I was just poking aroung the web and came across this product called the carbo-plus...

http://www.thatpetplace.com/Product...ms/T1/F16AX+0051+0125/EDP/18217/Itemdy00.aspx

It uses a carbon block(?) to produce very fine co2 bubbles into the tank. Does anyone have any experience with this thingy?

It looks like it would be a low maintenance co2 system, but I'm kinda skeptical of it since I've never heard of it...


----------



## JanS (Apr 14, 2004)

That was one of the first forms of C02 I ever tried, and it did almost nothing. Of course I have a high KH/GH, but most others who have tried them say the same thing too.

The other thing is that the replacement carbon blocks cost over $30 and don't last as long as a 5# C02 cylinder would, so it's not a cheap venture. It's also a messy job changing out the carbon blocks.

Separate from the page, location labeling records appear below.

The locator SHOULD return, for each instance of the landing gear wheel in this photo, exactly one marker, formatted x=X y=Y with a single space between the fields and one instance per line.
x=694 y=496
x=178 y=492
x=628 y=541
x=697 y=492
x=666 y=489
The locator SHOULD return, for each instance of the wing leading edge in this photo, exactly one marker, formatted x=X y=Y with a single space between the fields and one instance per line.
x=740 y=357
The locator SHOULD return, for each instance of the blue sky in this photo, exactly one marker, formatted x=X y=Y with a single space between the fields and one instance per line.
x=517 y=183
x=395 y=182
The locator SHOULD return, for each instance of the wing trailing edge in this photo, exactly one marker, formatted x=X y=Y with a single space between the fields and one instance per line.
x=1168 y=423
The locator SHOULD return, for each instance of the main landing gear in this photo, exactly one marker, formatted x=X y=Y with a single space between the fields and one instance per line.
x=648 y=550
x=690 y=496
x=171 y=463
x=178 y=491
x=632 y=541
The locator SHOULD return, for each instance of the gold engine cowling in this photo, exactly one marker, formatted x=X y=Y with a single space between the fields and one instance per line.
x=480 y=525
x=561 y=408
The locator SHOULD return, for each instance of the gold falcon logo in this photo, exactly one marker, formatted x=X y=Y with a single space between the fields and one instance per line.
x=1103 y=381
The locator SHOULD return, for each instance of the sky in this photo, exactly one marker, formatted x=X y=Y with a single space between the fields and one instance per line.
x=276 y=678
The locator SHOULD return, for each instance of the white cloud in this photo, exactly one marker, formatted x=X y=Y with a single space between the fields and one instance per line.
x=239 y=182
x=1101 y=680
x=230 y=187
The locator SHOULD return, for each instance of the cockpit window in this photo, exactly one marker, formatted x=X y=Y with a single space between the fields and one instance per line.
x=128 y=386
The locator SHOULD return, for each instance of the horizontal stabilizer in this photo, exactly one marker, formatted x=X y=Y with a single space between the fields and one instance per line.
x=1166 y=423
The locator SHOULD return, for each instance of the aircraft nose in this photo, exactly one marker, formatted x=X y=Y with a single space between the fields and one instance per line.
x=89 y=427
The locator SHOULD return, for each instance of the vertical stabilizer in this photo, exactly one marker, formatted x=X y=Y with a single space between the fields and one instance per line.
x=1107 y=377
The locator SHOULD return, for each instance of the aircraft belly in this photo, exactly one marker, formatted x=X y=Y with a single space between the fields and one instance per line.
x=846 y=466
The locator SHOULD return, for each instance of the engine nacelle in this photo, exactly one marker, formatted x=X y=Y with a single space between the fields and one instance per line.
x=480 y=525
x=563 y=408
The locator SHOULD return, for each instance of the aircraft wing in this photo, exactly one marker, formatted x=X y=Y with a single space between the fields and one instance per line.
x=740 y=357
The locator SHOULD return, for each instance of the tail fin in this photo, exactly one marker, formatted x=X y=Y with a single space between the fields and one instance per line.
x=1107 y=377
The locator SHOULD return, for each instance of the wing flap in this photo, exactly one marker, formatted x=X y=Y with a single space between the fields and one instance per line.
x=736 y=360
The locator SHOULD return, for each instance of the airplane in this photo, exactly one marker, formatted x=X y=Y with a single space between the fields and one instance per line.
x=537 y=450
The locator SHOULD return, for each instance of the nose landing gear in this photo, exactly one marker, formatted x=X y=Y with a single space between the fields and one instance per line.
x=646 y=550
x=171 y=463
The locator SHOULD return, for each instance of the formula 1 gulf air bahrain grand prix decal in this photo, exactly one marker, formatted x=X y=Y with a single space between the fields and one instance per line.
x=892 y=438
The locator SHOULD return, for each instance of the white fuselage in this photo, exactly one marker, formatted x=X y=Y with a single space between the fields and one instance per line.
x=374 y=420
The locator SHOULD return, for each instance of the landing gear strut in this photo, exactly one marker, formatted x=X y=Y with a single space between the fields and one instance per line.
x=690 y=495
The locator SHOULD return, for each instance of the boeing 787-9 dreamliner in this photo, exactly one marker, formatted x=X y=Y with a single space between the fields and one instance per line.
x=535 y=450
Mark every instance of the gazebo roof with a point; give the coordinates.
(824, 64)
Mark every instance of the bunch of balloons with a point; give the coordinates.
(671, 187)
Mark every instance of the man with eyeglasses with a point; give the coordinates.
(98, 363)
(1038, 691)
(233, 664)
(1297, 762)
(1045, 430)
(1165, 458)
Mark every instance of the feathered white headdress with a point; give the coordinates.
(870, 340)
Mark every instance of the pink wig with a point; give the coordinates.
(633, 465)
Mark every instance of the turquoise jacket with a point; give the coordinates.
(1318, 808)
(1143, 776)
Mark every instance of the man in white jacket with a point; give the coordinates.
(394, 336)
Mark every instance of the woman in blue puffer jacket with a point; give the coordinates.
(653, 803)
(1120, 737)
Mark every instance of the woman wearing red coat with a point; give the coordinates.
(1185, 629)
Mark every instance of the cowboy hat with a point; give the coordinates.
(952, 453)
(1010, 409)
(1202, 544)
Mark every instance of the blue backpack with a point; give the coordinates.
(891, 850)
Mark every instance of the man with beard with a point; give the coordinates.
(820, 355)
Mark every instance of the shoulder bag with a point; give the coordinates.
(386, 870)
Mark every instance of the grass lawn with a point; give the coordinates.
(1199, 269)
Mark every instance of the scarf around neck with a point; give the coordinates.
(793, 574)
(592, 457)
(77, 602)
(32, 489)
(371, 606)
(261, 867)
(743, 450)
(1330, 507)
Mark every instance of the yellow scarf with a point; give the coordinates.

IMO, it's not worth it for getting almost nothing out of it. In a couple of years the cost difference would probably pay for a nice pressurized system where you can get a 5# cylinder filled for around $10.  

If you do try it, it's best to use them in a tank less than 20 gallons.


----------



## hsteve (Jul 9, 2005)

JanS said:


> That was one of the first forms of C02 I ever tried, and it did almost nothing. .
> 
> replacement carbon blocks cost over $30 and don't last as long as a 5# C02 cylinder would, so it's not a cheap venture. It's also a messy job changing out the carbon blocks.
> 
> ...


that's what i thought... thanks for the input...


----------



## RTR (Oct 28, 2005)

Several years ago I used 2 units in a 55, a bit less effective than pressurized CO2 but gas bottles were not allowed at that location. The blocks and their sleeves needed replacement after 5-8 months (staggered between the two units). Quite a bit more expensive than CO2, but all that ws availble for use there. They worked, but you pay the price. That was before Seachem's Excel was out, I suspect it would be roughly comparable and a bit less in cost.


----------



## hsteve (Jul 9, 2005)

Thx RTR...
I've pretty much made up my mind about this product. I work in a restaurant, so I can get a 10# bottle o' CO2 basically for free from my beverage gas guy(a free lunch will be the cost). Do y'all recommend a specific brand of regulator? I can also get one from my bev. guy, but i'm not sure if i can adjust it to a low flow - The regs. he supplies are specific to soft drink & beer applications.


----------